One of the most important components of GA and geriatric care is assessment of physical function. In addition to the electronic symptom gathering systems mentioned above, wearable devices and sensors can play a role in this field. For example, commercially available activity trackers can be used to assess older patients’ activity level. These trackers, mostly worn on the wrist, can track daily activities by measuring number of steps patients take on a daily basis. Although they differ in their accuracy in measuring activity, overall, most of them have high enough sensitivity and acceptable accuracy to be used in caring for older cancer patients. Many older patients are at risk for falls. This risk may increase in cancer setting due to neurotoxic chemotherapy agents. Progress has been made to develop smartphone applications that automatically detect falls and is able to send request for help without user interaction-. Sleeping difficulty either due to circadian disruption or presence of symptoms such as pain, urinary frequency, or diarrhea is another important issue in cancer patients, leading to more fatigue. Efforts are being taken to allow for measuring sleep quality using smartphone applications, or wearable devices.

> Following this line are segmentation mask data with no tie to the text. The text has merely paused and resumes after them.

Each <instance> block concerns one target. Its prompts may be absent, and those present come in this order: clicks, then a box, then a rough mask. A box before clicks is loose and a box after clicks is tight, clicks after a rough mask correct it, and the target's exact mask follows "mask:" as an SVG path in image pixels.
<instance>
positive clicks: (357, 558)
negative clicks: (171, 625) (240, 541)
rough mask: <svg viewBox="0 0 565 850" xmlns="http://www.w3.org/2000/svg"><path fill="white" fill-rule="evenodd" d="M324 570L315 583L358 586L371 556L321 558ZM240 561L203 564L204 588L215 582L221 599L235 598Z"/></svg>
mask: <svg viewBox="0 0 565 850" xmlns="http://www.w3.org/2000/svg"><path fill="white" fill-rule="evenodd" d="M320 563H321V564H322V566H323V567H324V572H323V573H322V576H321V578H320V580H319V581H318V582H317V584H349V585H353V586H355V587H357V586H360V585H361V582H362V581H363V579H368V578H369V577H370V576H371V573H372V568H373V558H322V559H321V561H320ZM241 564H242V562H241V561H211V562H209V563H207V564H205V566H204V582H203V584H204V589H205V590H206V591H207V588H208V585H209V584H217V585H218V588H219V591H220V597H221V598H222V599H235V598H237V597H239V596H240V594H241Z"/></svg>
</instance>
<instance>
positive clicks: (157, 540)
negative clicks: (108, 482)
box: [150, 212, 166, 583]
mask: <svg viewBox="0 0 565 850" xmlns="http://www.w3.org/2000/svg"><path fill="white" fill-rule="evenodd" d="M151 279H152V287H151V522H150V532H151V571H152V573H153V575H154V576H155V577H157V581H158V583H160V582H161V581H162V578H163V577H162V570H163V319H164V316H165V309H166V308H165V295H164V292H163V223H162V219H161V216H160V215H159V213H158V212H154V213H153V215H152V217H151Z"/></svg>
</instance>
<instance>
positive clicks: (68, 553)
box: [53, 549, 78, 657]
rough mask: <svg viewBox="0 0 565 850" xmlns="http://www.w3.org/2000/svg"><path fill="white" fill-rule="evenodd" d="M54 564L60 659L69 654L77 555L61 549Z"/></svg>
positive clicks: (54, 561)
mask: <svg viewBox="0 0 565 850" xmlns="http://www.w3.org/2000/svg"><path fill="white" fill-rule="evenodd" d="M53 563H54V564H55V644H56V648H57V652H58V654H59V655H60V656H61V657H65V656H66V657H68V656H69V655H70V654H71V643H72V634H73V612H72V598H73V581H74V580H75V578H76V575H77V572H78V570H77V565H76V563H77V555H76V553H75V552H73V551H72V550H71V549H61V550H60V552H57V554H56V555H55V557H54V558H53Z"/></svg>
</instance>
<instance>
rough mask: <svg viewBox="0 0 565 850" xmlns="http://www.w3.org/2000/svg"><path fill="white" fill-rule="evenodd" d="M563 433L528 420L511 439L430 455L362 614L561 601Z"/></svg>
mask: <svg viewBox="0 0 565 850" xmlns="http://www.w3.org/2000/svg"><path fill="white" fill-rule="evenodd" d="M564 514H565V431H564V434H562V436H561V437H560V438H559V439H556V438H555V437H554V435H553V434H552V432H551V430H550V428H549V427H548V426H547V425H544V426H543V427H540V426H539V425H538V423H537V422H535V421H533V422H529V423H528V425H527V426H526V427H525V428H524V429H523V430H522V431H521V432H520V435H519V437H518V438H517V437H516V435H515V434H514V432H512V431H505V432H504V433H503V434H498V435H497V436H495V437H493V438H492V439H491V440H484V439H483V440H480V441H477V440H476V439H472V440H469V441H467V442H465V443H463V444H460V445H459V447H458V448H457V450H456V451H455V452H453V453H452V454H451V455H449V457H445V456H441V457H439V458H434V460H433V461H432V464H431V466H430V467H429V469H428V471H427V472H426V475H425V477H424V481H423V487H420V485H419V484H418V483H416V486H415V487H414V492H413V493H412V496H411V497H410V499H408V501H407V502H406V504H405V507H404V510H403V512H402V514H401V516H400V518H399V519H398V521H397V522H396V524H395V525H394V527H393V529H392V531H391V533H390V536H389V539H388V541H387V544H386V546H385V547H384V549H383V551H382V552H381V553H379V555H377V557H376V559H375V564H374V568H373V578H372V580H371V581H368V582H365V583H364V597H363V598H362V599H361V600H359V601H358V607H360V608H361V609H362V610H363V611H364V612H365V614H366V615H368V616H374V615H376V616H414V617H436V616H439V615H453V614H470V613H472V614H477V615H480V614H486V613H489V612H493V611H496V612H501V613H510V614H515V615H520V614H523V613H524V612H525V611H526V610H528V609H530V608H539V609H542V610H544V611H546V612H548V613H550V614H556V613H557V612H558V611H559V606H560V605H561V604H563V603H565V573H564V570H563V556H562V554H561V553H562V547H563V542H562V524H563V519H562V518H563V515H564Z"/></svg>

While these innovations could change the field of geriatric oncology and the ways we assess and care for older cancer patients, we are still in the beginning of exploring these opportunities. In order to use these solutions effectively in geriatric assessment and cancer care, they need to be tested vigorously for their reliability and validity in the population of older patients with cancer. Moreover, the patients’ attitude toward technology and use of these devices should be taken into consideration. As these devices are being introduced into the healthcare system and research field, the privacy concerns should be addressed. It is essential to take into account the healthcare providers’ acceptability of using these devices in their practice. And finally, despite rapid pace of technology, a sound research methodology and design, which may limit the pace of the experiment, is needed to assess the impact of using these devices on outcome measures.

Conclusion

GA is a critical process that can help to determine whether an older cancer patient is fit, vulnerable, or frail. It uncovers age-related conditions that should be addressed prior to or during cancer treatment with the goal of guiding care and reducing risks. The results of GA can be used to risk stratify patients, treat reversible conditions before cancer therapy, and guide cancer treatment decision-making. Oncologists should become familiar with the potential influence of patients’ difficulties uncovered by GA such as functional dependency, cognitive impairment or lack of social support on cancer treatment planning.

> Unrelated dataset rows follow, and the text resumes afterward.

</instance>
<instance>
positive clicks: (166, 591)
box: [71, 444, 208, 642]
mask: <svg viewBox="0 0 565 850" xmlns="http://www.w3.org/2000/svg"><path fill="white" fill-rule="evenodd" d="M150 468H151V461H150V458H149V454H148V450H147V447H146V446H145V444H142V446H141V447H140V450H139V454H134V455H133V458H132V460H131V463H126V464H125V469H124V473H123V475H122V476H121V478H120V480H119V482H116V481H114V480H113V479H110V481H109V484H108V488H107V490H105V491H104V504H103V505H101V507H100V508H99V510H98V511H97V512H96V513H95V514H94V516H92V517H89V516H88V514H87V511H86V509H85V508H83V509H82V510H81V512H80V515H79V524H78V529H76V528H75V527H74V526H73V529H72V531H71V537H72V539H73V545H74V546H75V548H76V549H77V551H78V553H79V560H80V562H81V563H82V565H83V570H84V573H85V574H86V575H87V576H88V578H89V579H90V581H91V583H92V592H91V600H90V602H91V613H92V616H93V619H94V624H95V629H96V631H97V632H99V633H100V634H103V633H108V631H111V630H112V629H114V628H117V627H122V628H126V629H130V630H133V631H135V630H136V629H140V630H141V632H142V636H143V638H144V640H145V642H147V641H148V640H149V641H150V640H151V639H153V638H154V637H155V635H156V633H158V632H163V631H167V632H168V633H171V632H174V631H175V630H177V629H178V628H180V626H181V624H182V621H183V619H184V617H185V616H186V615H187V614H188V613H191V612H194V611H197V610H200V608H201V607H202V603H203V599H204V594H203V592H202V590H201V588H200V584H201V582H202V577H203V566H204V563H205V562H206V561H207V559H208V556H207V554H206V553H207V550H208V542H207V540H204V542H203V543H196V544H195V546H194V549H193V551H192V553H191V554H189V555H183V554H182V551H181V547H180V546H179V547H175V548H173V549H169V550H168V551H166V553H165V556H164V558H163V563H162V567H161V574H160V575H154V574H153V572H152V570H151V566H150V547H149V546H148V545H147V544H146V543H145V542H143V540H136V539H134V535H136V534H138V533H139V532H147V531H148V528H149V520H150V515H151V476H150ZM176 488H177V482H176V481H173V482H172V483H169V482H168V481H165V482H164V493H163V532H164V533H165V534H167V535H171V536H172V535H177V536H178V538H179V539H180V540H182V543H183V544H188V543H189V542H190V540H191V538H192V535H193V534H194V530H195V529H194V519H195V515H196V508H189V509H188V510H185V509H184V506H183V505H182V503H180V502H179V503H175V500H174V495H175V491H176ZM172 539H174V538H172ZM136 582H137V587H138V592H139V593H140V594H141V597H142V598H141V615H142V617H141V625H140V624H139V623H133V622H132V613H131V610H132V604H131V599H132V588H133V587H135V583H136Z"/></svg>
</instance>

GA is time consuming and the number of geriatricians is scarce. Consequently, there is a need for screening procedures to determine which patients may benefit from GA. Yet, the effectiveness of such an approach—a screening tool for all older patients followed by an in-depth assessment of those deemed to be at risk—has not yet been established and validated by RCTs. Further studies are also needed in order to understand how to best manage elderly cancer patients with identified vulnerabilities.

Given the aging of the global population and the immense heterogeneity of physiologic age for patients of similar chronological age, the need for GA will likely increase in the coming years. Technology has great potential to make GA more feasible and efficient, as well as accessible for more oncologists in clinical settings.